Anders sieht das eine junge Frau. Sie halte das nicht für förderlich,
weil sich die Partys einfach ins Private verlagerten - und damit die
Kontaktverfolgung schwerer werde. Das Argument hört man auch aus der
Gastroszene. «Ordnungsbehörden werden große Schwierigkeiten haben,
die Hygieneregeln in Privatwohnungen oder in den über 2500 Parks und
Gärten der Stadt zu kontrollieren», warnte auch die Clubcommission.

Schon die Kontrolle der Sperrstunde dürfte für die Polizei eine
Herausforderung werden. Zwar schlossen Einsatzkräfte in den ersten
beiden Sperrstunden-Nächten mehrere Lokale. Medien berichteten aber
auch von Imbissen, Spätis und Bars, die offen blieben - und von so
mancher Diskussion zwischen Polizisten und Betreibern. Die
Gewerkschaft der Polizei hofft, dass sich die Regel herumspricht.

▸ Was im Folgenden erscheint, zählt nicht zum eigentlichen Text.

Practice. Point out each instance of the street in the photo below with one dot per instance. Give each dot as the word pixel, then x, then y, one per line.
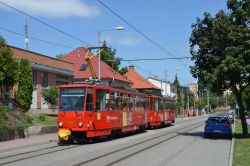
pixel 181 144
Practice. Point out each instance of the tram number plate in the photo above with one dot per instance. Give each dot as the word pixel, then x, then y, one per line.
pixel 217 131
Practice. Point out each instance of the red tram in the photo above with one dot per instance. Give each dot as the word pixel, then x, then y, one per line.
pixel 88 111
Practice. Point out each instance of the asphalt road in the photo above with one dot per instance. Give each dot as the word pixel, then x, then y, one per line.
pixel 181 144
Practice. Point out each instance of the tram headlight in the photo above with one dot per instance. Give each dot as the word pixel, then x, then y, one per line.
pixel 80 124
pixel 60 124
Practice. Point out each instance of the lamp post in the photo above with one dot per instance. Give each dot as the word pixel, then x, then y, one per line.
pixel 99 51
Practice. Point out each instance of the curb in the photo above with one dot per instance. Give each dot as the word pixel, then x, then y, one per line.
pixel 27 132
pixel 39 130
pixel 231 153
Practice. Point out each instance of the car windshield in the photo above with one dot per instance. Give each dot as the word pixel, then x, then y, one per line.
pixel 217 120
pixel 72 99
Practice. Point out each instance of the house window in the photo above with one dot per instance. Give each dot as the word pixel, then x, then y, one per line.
pixel 34 77
pixel 44 79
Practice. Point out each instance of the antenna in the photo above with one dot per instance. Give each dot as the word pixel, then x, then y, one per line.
pixel 26 40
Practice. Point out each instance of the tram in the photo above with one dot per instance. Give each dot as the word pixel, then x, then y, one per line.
pixel 88 111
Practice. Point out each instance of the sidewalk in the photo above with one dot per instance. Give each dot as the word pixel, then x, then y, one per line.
pixel 36 139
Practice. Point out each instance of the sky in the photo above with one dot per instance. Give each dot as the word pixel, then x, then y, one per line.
pixel 165 22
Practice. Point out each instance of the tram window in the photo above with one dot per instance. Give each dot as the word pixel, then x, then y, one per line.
pixel 137 103
pixel 102 100
pixel 131 103
pixel 168 105
pixel 145 104
pixel 165 105
pixel 114 101
pixel 72 99
pixel 161 102
pixel 89 102
pixel 156 104
pixel 151 104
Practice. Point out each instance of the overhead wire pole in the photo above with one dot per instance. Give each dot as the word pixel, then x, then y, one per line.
pixel 42 22
pixel 26 40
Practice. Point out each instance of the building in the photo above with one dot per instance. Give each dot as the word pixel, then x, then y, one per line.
pixel 167 89
pixel 46 71
pixel 193 88
pixel 109 77
pixel 141 84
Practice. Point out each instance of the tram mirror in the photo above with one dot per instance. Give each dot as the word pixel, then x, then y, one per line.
pixel 83 67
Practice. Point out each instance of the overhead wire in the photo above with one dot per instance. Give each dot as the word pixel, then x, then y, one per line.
pixel 42 22
pixel 37 39
pixel 136 29
pixel 153 59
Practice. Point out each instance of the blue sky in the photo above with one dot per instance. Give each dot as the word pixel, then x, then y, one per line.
pixel 166 22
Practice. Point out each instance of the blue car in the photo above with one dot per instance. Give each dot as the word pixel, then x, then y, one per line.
pixel 218 126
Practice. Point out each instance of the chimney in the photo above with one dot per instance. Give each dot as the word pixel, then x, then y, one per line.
pixel 132 67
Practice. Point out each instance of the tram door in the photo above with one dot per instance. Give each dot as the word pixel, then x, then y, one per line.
pixel 102 109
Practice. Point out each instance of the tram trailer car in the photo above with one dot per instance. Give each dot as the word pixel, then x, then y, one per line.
pixel 162 111
pixel 88 111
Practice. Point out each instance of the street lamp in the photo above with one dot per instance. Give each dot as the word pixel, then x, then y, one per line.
pixel 99 45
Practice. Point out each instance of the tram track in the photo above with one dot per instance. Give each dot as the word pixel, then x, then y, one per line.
pixel 21 156
pixel 8 159
pixel 175 134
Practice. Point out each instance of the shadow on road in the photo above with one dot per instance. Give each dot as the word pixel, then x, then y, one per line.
pixel 192 134
pixel 241 136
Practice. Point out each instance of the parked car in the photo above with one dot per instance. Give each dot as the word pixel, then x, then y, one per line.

Für Barbesitzer bedeutet die Sperrstunde weniger Umsatz. Vor allem
zwischen 22.00 Uhr und 02.00 Uhr verdienen sie Geld. Auch Soziologin
Talja Blokland erinnert daran. Einem Teil der Menschen mache die
Sperrstunde nicht viel aus, weil der ohnehin nicht nachts unterwegs
sei. Aber es treffe zum Beispiel Menschen, die nachts ihr Geld
verdienen müssten, etwa auch Taxifahrer und Tellerwäscher.

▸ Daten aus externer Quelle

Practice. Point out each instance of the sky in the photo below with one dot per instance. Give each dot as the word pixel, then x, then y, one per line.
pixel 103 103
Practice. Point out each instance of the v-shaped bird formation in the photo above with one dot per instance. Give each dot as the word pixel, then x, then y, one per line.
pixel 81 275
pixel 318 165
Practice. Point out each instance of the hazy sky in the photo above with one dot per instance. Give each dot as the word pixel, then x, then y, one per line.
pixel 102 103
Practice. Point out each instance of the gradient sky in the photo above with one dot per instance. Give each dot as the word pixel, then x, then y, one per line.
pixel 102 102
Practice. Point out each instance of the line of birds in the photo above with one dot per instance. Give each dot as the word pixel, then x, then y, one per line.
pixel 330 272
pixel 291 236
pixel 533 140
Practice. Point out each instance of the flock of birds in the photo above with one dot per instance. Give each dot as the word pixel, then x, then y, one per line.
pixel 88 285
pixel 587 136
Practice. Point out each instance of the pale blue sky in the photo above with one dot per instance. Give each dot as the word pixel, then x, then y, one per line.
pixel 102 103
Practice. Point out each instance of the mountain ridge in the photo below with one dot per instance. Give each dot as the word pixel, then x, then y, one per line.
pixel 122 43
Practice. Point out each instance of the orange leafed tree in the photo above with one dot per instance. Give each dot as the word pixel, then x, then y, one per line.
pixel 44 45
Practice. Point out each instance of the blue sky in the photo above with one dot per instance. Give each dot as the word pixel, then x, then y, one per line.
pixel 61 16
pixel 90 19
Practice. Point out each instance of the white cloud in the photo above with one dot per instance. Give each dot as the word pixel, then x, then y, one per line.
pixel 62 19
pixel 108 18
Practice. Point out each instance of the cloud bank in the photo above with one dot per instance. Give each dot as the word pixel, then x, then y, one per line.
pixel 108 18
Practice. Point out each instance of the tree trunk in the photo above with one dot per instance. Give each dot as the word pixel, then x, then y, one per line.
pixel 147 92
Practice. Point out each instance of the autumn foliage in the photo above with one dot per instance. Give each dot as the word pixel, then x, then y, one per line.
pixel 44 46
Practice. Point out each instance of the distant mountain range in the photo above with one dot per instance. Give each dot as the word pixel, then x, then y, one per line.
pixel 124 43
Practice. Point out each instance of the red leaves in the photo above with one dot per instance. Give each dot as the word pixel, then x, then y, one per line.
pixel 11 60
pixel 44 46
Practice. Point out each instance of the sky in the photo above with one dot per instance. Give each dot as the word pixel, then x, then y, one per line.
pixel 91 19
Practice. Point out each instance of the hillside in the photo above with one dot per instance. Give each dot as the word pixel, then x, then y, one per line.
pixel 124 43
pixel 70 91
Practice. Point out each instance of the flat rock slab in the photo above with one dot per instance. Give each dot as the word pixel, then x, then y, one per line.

«Es wird argumentiert, dass Partys der Grund für die steigenden
Infektionszahlen seien. Das braucht in der Öffentlichkeit klare
Belege», findet die Professorin vom Georg-Simmel-Zentrum für
Metropolenforschung an der Humboldt-Universität. Die Politik müsse
dann sagen, dass zum Beispiel von 200 Coronafällen 160 auf eine Party
in einem Park zurückzuführen seien.

«Es kommt rüber, als wären Bars und Cafés zum Feiern da und nichts

Notwendiges», sagt sie. Aber wenn man sich frage, wie man lerne, von
Jobmöglichkeiten erfahre oder politisch Neues höre, dann geschehe das
dort, wo man neue Menschen treffe. «Zu glauben, das seien nur Orte
zum Feiern, ist soziologisch eine sehr kurz gefasste Vorstellung.»
Ihrer Einschätzung nach kann sich die Sperrstunde auch auf das
Sicherheitsgefühl in der Stadt auswirken.

In Neukölln lösen sich die Grüppchen nachts irgendwann auf. Eine
Gruppe hat schon lange vor der letzten Runde übers Handy ein
Uber-Auto bestellt. Gefeiert werde dann eben daheim.

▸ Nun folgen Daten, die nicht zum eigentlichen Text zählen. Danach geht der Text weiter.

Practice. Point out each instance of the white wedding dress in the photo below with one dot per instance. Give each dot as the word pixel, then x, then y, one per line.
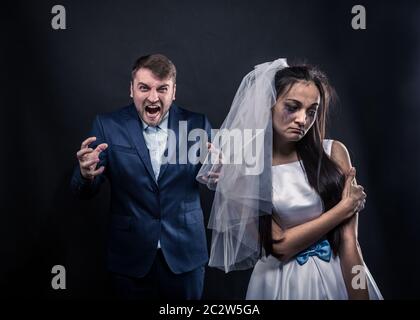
pixel 294 203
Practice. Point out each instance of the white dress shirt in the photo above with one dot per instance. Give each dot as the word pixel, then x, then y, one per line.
pixel 156 140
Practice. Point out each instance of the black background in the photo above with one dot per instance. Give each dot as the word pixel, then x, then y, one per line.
pixel 55 81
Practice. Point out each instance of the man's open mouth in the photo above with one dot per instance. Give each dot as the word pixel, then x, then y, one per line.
pixel 152 109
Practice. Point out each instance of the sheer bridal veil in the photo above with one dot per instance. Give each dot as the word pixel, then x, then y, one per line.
pixel 243 157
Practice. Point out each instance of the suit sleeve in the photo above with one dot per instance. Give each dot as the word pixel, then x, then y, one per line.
pixel 84 188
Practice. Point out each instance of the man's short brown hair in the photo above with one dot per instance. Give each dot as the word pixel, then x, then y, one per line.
pixel 159 64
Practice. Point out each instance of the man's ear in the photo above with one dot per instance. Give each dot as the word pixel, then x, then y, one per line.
pixel 173 96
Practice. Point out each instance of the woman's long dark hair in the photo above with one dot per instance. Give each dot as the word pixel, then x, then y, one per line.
pixel 323 173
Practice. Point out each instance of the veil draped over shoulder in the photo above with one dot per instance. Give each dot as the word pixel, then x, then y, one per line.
pixel 242 153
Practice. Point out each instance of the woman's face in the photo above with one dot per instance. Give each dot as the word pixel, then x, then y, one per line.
pixel 295 111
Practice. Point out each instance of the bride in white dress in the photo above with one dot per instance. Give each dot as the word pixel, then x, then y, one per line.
pixel 307 237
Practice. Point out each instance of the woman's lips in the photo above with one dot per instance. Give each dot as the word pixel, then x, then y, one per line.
pixel 300 131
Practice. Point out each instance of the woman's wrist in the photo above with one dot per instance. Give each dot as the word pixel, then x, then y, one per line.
pixel 345 210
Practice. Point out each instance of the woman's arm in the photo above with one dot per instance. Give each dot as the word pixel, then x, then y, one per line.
pixel 349 251
pixel 287 243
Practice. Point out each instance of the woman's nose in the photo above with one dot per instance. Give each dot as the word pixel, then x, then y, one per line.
pixel 301 118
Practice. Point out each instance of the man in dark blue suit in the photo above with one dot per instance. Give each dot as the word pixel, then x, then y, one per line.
pixel 157 244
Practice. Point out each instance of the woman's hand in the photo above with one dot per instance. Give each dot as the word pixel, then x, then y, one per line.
pixel 353 197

Früher fuhren Touristen aus anderen Bundesländern eigens nach
West-Berlin, um nachts durch die Bars zu ziehen. «Kreuzberger Nächte
sind lang. Erst fang'se janz langsam an, aber dann...» Die
vergangenen Jahre kamen Menschen mit Billigfliegern.

Mittlerweile sind die Clubs seit Monaten geschlossen. In einem der
bekanntesten Technobunker der Welt, dem Berghain, wird stattdessen
Kunst gezeigt. Manche fragen sich, was im nächsten Jahr von der Szene
übrig bleiben wird. Mehrere Gastronomen wollen mit einem Eilantrag
bei Gericht gegen die Sperrstunde vorgehen. «Corona, alles Business
kaputt», sagt ein Passant am Wochenende. Der Senat will zwar zügig
Hilfen für Wirte beschließen - aber wird das reichen?

Für Menschen, die gerne feiern, wird es ein schwieriger Winter.
Bleibt noch die Möglichkeit, daheim alleine eine Playlist anzumachen.
Um dann ein Rezept für «Negroni Sbagliato» zu googeln. Aber da muss
man dann auch irgendwie wieder aufpassen - nämlich mit den Nachbarn.
Das gilt selbst im eigentlich so freien Berlin.